Another interesting thing is that Suzette, the black hen who came to look at the eggs, is actually the biological mother of the 3 eggs White Hen is sitting on. Maybe she was coming to check on her babies! Does she know they are hers? Who knows what animals know!
We have 2 roosters: Inky, who is a pure black “Gallo Nero”, and Goldy, who is black and white and shines like gold in the sun. It will be interesting to see how the 3 chicks turn out. Goldy is a very lucky rooster. He was bought by a Chinese family, who have a store called China Town across the railroad tracks from us, for their dinner! But he escaped and made his way over the tracks, ending up in our yard and even going into one of our coops! I happened to see him in there and closed the door. Later the Chinese family came by, asking if we had seen the rooster. They even had a picture of him on a cell phone. My husband thought he was too beautiful to eat and offered to trade one of ours for Goldy.
We had too many roosters, because the last couple of hatchings had been all males, until we finally had one this Spring with 5 females. Alba said the gender of the chicks depends on the phase of the moon, and the temperature – higher temperature means females. I haven’t checked this out on Google yet.
Most people kill the excess roosters and eat them, but we are unable to do this. We had to get Alba to kill a couple of them for us. The roosters had a very happy life, running around the yard, scratching up weeds and insects , and chasing hens all day, and that’s the important thing.

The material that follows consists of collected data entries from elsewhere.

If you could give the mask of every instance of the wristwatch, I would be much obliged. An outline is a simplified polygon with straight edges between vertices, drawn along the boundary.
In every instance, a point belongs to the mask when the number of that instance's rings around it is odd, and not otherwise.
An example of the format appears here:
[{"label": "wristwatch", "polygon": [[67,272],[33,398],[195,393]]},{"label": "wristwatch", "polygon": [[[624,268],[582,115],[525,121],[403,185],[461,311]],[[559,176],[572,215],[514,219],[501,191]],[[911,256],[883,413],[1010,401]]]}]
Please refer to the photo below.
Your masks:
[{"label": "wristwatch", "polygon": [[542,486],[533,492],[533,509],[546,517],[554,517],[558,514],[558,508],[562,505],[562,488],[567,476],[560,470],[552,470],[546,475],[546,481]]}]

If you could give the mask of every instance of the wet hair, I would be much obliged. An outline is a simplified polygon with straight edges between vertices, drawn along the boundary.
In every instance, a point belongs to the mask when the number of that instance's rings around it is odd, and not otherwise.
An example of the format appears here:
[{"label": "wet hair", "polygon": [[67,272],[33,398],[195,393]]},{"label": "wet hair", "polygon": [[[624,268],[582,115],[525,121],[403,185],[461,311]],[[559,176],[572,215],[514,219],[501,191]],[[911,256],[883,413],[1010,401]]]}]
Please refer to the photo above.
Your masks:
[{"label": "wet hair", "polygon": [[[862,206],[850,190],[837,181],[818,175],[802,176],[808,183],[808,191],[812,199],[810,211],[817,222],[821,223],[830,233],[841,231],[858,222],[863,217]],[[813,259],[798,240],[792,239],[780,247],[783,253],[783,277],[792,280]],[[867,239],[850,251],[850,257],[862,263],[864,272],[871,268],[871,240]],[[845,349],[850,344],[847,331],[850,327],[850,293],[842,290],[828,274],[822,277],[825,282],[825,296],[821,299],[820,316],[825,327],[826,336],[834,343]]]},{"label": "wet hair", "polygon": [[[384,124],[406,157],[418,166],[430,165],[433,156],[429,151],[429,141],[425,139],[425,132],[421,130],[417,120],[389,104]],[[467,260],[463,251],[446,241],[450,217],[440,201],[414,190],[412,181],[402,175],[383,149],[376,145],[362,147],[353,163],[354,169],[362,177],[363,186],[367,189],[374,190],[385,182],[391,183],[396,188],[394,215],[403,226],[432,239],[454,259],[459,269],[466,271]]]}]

Note: This article was an entry in our October – December 2014 writing contest. Click here to find out about our current writing contest.
COMMENTS(0)
I really enjoyed this story about the chickens! I have raised many chickens and have enjoyed them. Have 11 now (Rhode Island Reds) who started laying about 2 months ago, and one older hen. I have to give away eggs at 8 to 11 being laid a day!
I’m thinking on writing about them, if so will send to you.
Your website and emails are really great, thank you.
Jeanie
The hen cares for her children most affectionately. The rooster cares for the hen most stubbornly. The people care for the poultry most lovingly.
Nice narrative, but I wouldn’t call it a beginner’s guide. Maybe a beginner’s experience.